Cinco anos depois de fevereiro de 2019, como estão as coisas? O fato de o site criado para o encontro e para hospedar os materiais e documentos produzidos não estar mais online [www.pbc2019.org] não é um bom sinal. Mas há muitos outros desdobramentos a se considerar também.
Em primeiro lugar, estão os repetidos lembretes da dimensão global da crise. Nos Estados Unidos, desde então surgiram relatórios estaduais sobre abusos clericais em Maryland e Illinois. Houve o relatório IICSA no Reino Unido em novembro de 2020, e o relatório Ciase na França em outubro de 2021 – que revelou uma estimativa de 333.000 vítimas ao longo de 70 anos. Em 2023, a Espanha criou uma comissão independente que relatou cerca de 444 mil vítimas durante um período semelhante. Portugal e Suíça publicaram relatórios nesse mesmo ano. Na Alemanha, Munique, Münster, Friburgo e Mainz publicaram relatórios granulares e forenses sobre os abusos em suas dioceses. A Itália seguiu seu próprio caminho, mais cauteloso e circunspecto, talvez receoso de desencadear algo como o relatório francês – um “auto de fé estatístico”, como lhe chamou o historiador da Igreja Alberto Melloni.
No geral, é interessante ver que todos esses relatórios parecem tomar o período de 1945 a 1950 como ponto de partida para a crise. Isso sugere alguma intenção autojustificativa, uma forma de distinguir entre uma Igreja Católica generalizadamente abusiva e as democracias constitucionais e as sociedades abertas na ordem liberal do pós-guerra – como se o abuso sexual não ocorresse em ambientes seculares e em instituições geridas pelo Estado. Mas também levanta questões profundas sobre o papel do Vaticano II na história global dos abusos na Igreja Católica.
Em 1962, durante a preparação do Concílio, a Pontifícia Universidade Salesiana de Roma propôs um documento sobre o abuso sexual de crianças, mas a comissão encarregada pela pauta do Vaticano II não o aceitou.
Relatórios também têm sido produzidos por países não europeus: Japão em 2020, e Nova Zelândia em 2022. E os países da América Latina foram examinados em parte mediante estudos acadêmicos e a imprensa; em 2023, por exemplo, o jornal espanhol El Pais publicou o diário de um jesuíta espanhol abusador na Bolívia.
Houve também revelações de abusos sexuais e má conduta em movimentos eclesiais leigos: o relatório interno dos Focolares em 2023; Comunhão e Libertação em 2023; a comunidade L’Arche e seu fundador, Jean Vanier; e o movimento de Schoenstatt, fundado pelo Pe. Kentenich. Ordens e comunidades religiosas tidas em alta consideração pelo seu papel na Igreja do Vaticano II e do pós-Vaticano II foram analisadas: os dominicanos na França em 2023; o jesuíta Marko Rupnik, contra o qual surgiram acusações em 2022 e que foi expulso da Companhia de Jesus em 2023; e a comunidade ecumênica de Taizé.

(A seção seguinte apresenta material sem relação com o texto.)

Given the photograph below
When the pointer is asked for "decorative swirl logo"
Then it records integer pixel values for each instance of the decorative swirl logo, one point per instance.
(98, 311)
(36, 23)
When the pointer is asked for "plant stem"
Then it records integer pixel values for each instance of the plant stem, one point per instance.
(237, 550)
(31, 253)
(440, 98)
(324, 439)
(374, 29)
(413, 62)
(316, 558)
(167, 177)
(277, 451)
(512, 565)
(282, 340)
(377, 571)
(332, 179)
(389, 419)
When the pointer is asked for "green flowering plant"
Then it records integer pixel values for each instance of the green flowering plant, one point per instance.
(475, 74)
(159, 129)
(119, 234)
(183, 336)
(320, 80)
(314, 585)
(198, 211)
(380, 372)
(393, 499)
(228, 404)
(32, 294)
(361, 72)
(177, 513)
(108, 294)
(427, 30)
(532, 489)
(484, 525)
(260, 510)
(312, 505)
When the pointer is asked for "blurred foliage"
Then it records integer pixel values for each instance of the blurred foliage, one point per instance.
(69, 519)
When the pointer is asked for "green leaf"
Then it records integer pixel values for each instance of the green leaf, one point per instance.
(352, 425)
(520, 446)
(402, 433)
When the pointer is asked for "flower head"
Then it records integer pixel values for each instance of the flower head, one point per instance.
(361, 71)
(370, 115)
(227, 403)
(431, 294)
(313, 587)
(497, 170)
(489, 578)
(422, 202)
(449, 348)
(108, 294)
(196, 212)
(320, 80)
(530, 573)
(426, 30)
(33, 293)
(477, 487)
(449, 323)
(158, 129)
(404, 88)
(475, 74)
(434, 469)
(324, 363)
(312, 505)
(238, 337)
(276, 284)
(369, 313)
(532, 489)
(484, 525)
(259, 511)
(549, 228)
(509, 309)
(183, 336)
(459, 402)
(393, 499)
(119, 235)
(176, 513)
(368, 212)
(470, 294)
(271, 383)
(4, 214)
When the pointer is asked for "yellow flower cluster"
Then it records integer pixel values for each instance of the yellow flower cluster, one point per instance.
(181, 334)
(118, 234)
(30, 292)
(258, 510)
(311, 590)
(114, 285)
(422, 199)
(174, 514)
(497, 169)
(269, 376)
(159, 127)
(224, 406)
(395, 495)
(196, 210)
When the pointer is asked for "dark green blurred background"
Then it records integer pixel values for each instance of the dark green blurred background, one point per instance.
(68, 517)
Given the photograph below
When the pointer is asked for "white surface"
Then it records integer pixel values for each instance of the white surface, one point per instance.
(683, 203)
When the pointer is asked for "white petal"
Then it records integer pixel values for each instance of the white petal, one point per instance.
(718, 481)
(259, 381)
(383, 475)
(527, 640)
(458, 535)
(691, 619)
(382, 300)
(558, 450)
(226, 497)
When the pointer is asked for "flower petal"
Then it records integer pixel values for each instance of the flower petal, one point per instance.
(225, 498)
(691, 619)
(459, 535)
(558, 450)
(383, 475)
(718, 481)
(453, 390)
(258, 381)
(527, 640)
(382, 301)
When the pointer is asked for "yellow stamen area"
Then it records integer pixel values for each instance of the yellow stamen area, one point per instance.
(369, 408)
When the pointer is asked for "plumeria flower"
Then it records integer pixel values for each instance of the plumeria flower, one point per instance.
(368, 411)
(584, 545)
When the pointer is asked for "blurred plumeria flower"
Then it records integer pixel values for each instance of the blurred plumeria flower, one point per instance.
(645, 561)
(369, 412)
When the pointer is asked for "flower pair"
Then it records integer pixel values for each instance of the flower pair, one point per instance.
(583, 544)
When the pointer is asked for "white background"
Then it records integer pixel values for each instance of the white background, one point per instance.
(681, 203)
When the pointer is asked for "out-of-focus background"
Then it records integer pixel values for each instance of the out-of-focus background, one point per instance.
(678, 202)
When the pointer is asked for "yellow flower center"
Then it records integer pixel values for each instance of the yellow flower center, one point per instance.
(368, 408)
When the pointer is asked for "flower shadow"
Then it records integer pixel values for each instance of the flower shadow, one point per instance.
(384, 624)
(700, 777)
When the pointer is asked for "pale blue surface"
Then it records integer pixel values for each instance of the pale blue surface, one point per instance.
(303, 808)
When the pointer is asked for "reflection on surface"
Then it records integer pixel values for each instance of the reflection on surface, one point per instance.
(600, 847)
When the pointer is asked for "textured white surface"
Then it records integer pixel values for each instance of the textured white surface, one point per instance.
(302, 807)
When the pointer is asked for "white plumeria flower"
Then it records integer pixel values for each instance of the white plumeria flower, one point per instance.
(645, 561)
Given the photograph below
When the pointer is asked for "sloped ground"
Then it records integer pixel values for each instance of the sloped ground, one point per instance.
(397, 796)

E, na sequência da história de McCarrick, houve revelações sobre outras figuras importantes da Igreja. Em 2022, o cardeal Jean-Pierre Ricard, ex-arcebispo de Bordeaux, ex-presidente da Conferência Episcopal Francesa e membro da Congregação para a Doutrina da Fé, admitiu “atos repreensíveis” com uma menina de 14 anos, fato ocorrido 35 anos atrás. O caso de maior destaque foi o do cardeal George Pell, o clérigo católico mais importante a ser condenado por abuso sexual infantil; ele passou 404 dias na solitária em sua Austrália natal, apenas para ter suas condenações anuladas em abril de 2020.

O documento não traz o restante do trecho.